I use Twitter a lot — more than Facebook, more than email, more than Feedly and RSS (still a good tool, by the way), and way more than LinkedIn. Twitter is my primary mechanism to gather information about the world and to follow interesting or funny people. I don't use hashtags; to me Twitter is all about a self-curated feed, the sources of which I review once a month. I'd be delighted if Twitter lasts forever in its current form.

Nevertheless, many people in Silicon Valley and Wall Street consider Twitter to be a failure. Some even predict its death. How can a company that has attracted 300 million users be in such disfavor?

Twitter's share price is far below the IPO price. This is a symptom not a cause, but it makes the investment community look bad. They don't like that, and they'll find someone to blame. The real problem is that Twitter's user base has flatlined at 300 million but the company's operating expenses are aimed at a much larger user base. In contrast, Facebook's user base continues to grow (now exceeding 1.5 billion).

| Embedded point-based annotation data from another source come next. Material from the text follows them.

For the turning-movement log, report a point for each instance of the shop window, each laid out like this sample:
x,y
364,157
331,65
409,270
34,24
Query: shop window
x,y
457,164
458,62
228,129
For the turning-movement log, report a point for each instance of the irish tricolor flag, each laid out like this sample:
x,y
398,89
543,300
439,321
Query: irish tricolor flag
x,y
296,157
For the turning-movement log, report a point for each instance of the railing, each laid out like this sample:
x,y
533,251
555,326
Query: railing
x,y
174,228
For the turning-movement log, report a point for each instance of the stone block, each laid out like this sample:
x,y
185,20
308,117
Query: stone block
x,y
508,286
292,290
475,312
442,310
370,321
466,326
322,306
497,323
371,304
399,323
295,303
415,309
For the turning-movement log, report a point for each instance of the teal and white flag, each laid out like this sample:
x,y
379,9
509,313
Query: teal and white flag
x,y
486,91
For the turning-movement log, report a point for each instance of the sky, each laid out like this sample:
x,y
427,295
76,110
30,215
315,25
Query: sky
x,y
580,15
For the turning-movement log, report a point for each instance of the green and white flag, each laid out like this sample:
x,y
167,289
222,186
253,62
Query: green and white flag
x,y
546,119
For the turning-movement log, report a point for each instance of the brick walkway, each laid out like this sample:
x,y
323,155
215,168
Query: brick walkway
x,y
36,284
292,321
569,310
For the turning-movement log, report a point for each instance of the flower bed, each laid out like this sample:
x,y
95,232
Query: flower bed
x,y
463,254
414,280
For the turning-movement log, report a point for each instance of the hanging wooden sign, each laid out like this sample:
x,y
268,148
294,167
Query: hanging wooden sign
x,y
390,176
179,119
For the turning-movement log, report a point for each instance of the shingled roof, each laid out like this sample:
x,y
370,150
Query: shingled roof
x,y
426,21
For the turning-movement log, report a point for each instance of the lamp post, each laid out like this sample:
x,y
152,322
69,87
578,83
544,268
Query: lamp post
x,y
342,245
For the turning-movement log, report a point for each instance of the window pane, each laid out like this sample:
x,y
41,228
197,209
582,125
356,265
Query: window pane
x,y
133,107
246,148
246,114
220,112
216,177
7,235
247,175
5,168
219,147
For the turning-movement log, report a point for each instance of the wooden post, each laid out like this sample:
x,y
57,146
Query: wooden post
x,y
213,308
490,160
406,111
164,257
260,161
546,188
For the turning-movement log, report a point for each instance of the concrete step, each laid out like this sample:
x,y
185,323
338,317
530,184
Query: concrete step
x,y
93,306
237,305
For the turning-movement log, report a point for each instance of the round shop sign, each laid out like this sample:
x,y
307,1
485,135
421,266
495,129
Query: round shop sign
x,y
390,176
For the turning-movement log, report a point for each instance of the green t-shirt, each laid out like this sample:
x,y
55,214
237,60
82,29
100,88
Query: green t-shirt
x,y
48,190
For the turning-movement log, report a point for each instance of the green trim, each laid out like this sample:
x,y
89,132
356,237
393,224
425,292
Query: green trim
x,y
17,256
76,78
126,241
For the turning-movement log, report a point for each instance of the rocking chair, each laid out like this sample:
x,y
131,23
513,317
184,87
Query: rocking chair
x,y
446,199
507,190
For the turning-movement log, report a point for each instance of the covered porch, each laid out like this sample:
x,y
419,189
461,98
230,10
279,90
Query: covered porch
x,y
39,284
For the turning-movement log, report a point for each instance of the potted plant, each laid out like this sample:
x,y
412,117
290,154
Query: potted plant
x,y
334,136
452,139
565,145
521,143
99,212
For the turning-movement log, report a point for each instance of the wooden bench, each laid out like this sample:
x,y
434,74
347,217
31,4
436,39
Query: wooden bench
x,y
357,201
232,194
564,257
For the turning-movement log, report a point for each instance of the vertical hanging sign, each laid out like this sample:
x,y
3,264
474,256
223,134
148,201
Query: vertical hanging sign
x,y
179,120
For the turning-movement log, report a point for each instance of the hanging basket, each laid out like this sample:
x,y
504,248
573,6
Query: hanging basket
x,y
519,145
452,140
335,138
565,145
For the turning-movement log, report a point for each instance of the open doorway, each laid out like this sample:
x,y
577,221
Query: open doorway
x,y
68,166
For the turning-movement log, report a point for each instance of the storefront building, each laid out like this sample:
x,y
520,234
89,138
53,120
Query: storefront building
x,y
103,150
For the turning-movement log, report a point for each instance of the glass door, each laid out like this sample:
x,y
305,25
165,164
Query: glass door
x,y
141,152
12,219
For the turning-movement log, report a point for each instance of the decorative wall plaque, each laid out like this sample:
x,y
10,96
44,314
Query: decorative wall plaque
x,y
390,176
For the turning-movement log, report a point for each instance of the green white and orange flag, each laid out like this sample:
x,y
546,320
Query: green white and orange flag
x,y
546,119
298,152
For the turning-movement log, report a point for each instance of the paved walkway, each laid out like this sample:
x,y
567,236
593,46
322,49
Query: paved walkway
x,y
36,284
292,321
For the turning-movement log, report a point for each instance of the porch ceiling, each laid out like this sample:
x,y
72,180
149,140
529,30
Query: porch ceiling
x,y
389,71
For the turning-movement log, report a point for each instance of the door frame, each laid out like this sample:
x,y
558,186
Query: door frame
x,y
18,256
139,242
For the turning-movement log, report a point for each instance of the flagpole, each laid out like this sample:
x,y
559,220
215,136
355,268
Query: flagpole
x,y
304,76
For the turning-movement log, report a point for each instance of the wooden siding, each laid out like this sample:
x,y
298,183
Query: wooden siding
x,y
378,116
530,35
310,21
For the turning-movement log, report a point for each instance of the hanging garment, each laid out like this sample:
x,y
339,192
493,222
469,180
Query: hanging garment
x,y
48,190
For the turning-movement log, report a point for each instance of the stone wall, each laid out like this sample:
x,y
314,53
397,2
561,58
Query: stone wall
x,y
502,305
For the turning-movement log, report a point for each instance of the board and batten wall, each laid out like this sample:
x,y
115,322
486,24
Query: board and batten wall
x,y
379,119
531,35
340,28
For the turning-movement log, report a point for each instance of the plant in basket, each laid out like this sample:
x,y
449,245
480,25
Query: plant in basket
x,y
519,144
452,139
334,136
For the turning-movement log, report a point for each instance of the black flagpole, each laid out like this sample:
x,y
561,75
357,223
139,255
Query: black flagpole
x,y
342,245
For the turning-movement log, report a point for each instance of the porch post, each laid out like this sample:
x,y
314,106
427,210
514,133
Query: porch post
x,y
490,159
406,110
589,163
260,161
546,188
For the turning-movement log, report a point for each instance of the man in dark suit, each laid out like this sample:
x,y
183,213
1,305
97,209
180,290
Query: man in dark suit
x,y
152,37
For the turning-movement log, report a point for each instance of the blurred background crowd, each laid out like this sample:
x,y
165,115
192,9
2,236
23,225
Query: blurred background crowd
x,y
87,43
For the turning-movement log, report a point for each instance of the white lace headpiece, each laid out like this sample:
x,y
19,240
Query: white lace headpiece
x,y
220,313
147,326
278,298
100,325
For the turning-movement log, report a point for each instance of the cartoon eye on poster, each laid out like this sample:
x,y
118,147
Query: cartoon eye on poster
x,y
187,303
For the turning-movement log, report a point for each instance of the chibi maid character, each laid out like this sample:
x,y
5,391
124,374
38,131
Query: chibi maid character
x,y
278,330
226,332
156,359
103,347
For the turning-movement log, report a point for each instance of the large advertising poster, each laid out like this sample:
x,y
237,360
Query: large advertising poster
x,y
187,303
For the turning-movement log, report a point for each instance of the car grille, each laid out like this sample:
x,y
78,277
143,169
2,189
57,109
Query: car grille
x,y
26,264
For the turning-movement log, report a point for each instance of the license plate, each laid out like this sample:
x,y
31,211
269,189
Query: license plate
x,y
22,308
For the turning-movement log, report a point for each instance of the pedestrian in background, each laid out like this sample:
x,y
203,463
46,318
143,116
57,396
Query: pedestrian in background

Twitter has been extracting more revenue per user in the form of advertising and promoted tweets, but the gap between revenue and expenses remains very large. This cannot continue forever. Either the company triples its user base (difficult), cuts expenses to turn a profit on the user base that it has today (very difficult), or finds a way to generate even more revenue per user (incredibly difficult). No wonder the CEO's office at Twitter has been a revolving door!

I see a big difference between Twitter and Yahoo!, which fails to offer anything valuable and unique anymore. Yahoo! deserves to die, but not Twitter. That said, when it comes to the future of Twitter, "I've got a bad feeling about this."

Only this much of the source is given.